Initially there were six ODPs in intensive care, but as the workload has increased and we have both positive and negative COVID patients, we’ve taken on three others. We still, of course, have out-of-hospital cardiac arrests coming in or other patients requiring ITU level care who are not necessarily COVID infected. One of our ODPs will therefore stay ‘clean’ during a shift and only attend the clean areas of the hospital. The other will go to the COVID side.
PPE does make things a little more difficult - you get very hot, mentally and physically tired, and it can be more difficult to hear what people are saying. But intubation is classed as an aerosol generating procedure, so that puts you at high risk.
Since this began I’ve been in a hotel ten minutes from work, as my partner is type-one diabetic and is therefore one of the more vulnerable people in the community. As the advice was coming out I was sat at home with him and we were thinking, ‘What am I going to do about work?’ I can’t not go in, it’s my duty, it’s the role that I’ve chosen. So together we made the difficult decision that I would still go to work, but that I would need to spend the time away from home so I don’t pass anything on to him.
The Trust is paying for the hotel and the hotel provide an evening meal. I pop home once a week and drop my washing off, separating my clothes so he can put them in the washing machine without touching them. Then we’ll have a brief chat outside, keeping to the right distance. It’s tough but it’s for the best. I couldn’t live with myself if I brought something back and something happened to him.
When I speak to my partner he often asks if I’ve heard about the recent death toll in the UK – he’s spending a lot of time reading the news. But I’m not really seeing it. This period feels different, of course, but at the same time this is our job, this is what we do. Yes, you go to work and there are more people around and it’s strange having no visitors at the patients’ bedsides, but we’re just getting on with it.

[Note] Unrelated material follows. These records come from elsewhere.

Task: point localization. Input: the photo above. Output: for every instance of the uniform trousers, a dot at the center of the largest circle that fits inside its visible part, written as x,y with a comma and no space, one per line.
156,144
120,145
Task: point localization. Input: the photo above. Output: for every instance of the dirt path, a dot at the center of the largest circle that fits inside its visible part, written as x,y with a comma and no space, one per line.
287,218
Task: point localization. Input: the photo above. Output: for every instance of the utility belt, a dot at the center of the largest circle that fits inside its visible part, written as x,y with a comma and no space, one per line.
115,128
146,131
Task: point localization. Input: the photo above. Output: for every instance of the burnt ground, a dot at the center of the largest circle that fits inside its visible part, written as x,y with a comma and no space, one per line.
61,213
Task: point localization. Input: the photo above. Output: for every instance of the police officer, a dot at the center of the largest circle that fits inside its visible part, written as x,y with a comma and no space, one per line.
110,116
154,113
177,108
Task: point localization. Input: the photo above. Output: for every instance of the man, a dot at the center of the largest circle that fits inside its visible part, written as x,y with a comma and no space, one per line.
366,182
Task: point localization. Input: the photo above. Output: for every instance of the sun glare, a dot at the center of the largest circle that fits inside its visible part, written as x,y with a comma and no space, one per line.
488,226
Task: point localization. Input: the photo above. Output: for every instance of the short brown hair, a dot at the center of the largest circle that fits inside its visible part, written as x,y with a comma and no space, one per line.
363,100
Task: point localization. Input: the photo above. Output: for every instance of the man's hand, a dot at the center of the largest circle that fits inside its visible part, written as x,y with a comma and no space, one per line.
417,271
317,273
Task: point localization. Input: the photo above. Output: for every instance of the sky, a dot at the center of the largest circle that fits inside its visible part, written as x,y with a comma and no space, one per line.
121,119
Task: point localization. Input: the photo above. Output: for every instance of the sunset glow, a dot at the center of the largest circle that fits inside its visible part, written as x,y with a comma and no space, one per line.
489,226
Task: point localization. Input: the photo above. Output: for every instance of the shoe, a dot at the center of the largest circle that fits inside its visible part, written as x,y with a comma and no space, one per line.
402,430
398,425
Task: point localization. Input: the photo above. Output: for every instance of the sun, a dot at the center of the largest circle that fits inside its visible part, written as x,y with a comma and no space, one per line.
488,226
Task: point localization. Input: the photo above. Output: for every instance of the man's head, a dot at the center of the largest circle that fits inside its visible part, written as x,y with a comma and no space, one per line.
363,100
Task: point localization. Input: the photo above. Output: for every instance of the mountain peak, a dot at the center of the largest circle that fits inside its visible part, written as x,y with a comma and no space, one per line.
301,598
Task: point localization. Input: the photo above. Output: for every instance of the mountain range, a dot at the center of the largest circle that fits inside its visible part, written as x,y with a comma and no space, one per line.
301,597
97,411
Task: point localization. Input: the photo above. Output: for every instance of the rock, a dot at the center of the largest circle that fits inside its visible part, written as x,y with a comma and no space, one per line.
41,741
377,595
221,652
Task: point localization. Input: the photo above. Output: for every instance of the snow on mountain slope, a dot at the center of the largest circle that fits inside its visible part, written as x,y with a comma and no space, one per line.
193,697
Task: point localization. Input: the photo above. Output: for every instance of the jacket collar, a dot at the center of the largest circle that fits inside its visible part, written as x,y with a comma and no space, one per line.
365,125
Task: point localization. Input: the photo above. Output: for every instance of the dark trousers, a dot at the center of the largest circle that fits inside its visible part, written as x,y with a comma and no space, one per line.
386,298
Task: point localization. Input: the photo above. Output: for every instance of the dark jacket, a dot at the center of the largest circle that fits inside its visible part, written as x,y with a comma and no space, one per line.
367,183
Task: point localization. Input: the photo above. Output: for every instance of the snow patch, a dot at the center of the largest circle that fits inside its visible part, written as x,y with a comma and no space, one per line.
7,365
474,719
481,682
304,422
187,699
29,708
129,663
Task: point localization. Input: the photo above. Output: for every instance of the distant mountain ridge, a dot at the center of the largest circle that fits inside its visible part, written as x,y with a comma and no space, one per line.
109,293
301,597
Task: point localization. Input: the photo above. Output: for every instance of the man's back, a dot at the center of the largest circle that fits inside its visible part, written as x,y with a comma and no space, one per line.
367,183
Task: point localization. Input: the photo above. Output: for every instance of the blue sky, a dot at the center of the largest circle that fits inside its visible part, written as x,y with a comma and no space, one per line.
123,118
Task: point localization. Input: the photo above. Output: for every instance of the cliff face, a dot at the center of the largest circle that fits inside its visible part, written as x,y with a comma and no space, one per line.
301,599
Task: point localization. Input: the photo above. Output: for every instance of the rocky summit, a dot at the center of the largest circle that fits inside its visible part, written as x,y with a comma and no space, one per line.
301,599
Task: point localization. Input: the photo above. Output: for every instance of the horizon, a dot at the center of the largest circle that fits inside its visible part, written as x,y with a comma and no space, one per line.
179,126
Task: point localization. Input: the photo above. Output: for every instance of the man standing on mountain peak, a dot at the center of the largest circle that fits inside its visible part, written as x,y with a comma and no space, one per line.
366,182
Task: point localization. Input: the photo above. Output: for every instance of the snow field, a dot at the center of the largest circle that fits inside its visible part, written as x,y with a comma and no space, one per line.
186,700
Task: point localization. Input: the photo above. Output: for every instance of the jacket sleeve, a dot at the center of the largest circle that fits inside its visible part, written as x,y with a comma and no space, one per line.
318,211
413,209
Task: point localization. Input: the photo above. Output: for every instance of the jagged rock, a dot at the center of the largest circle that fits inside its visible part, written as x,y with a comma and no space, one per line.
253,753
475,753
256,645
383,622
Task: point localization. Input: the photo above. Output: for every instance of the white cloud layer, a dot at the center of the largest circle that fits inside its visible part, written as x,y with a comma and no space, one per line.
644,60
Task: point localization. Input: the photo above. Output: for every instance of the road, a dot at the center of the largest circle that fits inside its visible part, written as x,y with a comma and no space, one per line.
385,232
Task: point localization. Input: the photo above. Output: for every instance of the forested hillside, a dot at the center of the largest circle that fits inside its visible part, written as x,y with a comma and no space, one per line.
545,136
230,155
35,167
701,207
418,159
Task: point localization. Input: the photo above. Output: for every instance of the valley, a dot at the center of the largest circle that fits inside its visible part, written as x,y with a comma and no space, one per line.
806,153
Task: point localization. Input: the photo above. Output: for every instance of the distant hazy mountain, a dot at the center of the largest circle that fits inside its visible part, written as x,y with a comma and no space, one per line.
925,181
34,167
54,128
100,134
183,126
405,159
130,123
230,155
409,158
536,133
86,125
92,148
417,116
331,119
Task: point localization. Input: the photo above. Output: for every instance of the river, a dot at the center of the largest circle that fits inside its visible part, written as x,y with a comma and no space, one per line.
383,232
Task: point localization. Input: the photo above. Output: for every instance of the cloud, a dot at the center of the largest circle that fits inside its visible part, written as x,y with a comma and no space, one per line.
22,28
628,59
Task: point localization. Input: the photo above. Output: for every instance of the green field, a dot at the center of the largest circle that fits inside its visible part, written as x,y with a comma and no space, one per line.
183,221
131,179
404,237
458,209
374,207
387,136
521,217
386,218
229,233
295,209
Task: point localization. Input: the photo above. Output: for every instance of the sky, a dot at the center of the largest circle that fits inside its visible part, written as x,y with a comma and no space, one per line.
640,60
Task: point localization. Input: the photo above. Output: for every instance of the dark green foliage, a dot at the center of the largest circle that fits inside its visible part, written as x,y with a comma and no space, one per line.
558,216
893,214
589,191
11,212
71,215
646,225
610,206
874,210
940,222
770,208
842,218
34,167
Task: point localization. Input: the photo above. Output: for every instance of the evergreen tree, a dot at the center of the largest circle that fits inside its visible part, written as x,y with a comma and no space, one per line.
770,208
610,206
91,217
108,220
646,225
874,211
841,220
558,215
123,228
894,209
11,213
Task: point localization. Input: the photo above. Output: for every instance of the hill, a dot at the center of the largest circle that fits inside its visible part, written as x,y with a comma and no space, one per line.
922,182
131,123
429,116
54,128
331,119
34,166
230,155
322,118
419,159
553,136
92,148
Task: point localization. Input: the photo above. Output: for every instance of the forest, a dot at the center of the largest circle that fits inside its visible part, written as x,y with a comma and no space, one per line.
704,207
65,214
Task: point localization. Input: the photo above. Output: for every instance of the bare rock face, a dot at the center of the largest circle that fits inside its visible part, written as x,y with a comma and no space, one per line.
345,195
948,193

And though we’re busier, we’re managing.
We’re seeing an increase in the number of people who require ventilation support but we’re not inundated in the way other parts of the country have been. We’ve created extra capacity in preparation for an influx, ready for a worst-case scenario but hoping for the best.
Everyone I work with is so grateful that the public are showing their appreciation for what we do. I felt very emotional when the first clap for carers happened. I was still at home that week and I stood outside clapping for all the other carers – and everyone working across the community. Thinking about it now still makes the hairs stand up, I can feel my skin tingling. It’s really lovely to hear and feel that appreciation. But at the end of the day when we go back inside we all feel like we’re just doing what we’ve always done.
And people have been so generous with their gifts and donations. We’ve had hand cream, cakes and chocolate – which is always a plus! Thank you for all the appreciation you’ve shown for the health service, and for your support. Getting handed a donated burger or some chocolate at the end of a long shift, or going outside at 8pm and seeing people applauding really puts a smile on your face. Usually I just get in my car and go home. It’s been so nice that people are recognising the work the NHS does.
Finally I’d like to say: stay safe and follow what the government are saying. We really want people to stay indoors. Don’t clap for us on a Thursday and then go to the beach with your friends on the Saturday. You have to stay home. There are silent carriers who could pass it on to someone who ends up under our care in the ICU.